Poster

CyberCycle: Scalable Real-World Benchmark for AI Agents' End-to-End Cybersecurity Capabilities

Tianneng Shi ⋅ Robin Rheem ⋅ Dongwei Jiang ⋅ Francisco De La Riega ⋅ Mona Wang ⋅ Zhun Wang ⋅ Jingzhi Jiang ⋅ Alexander Cheung ⋅ Sean Tai ⋅ Jonah Cha ⋅ Jianhong Tu ⋅ Gabriel Han ⋅ Chenguang Wang ⋅ Wenbo Guo ⋅ Jingxuan He ⋅ Dawn Song

Abstract

AI has the potential to transform cybersecurity by enabling systems that can autonomously detect, analyze, and remediate software vulnerabilities.
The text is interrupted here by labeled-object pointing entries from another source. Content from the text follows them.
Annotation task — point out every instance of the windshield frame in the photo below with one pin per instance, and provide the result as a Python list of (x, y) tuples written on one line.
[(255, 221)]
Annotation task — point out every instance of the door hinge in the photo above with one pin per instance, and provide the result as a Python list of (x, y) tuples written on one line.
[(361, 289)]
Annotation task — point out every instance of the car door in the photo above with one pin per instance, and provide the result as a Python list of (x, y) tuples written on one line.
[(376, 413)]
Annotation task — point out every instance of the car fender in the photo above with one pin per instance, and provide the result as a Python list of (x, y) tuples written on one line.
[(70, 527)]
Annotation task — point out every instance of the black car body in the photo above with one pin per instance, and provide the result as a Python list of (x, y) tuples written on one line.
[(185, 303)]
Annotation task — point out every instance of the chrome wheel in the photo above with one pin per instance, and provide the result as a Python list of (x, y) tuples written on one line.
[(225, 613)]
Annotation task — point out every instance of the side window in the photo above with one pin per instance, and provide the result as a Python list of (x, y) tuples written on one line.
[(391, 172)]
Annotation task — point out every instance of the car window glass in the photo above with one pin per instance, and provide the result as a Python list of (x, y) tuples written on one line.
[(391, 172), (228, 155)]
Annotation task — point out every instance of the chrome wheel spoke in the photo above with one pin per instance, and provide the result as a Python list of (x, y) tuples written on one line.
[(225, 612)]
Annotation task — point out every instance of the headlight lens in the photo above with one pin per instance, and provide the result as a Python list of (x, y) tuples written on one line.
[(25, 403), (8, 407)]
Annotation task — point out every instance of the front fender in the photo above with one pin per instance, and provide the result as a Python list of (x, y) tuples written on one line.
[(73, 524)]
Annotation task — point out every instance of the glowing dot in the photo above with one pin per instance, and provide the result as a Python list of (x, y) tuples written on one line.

However, existing cybersecurity evaluations of AI systems are limited in scale or scope, and fail to capture the end-to-end lifecycle of real-world software vulnerability discovery and remediation. To address this gap, we propose CyberCycle, a large-scale and realistic end-to-end cybersecurity benchmark that comprehensively evaluates AI agents' abilities across the full lifecycle of vulnerability discovery, PoC generation, and patch generation. CyberCycle is comprehensive and scalable, as we build an automated, agent-enhanced pipeline for transforming open-source vulnerability data into realistic evaluation environments. Currently, the benchmark consists of 615 real-world vulnerabilities across 120 different open-source projects.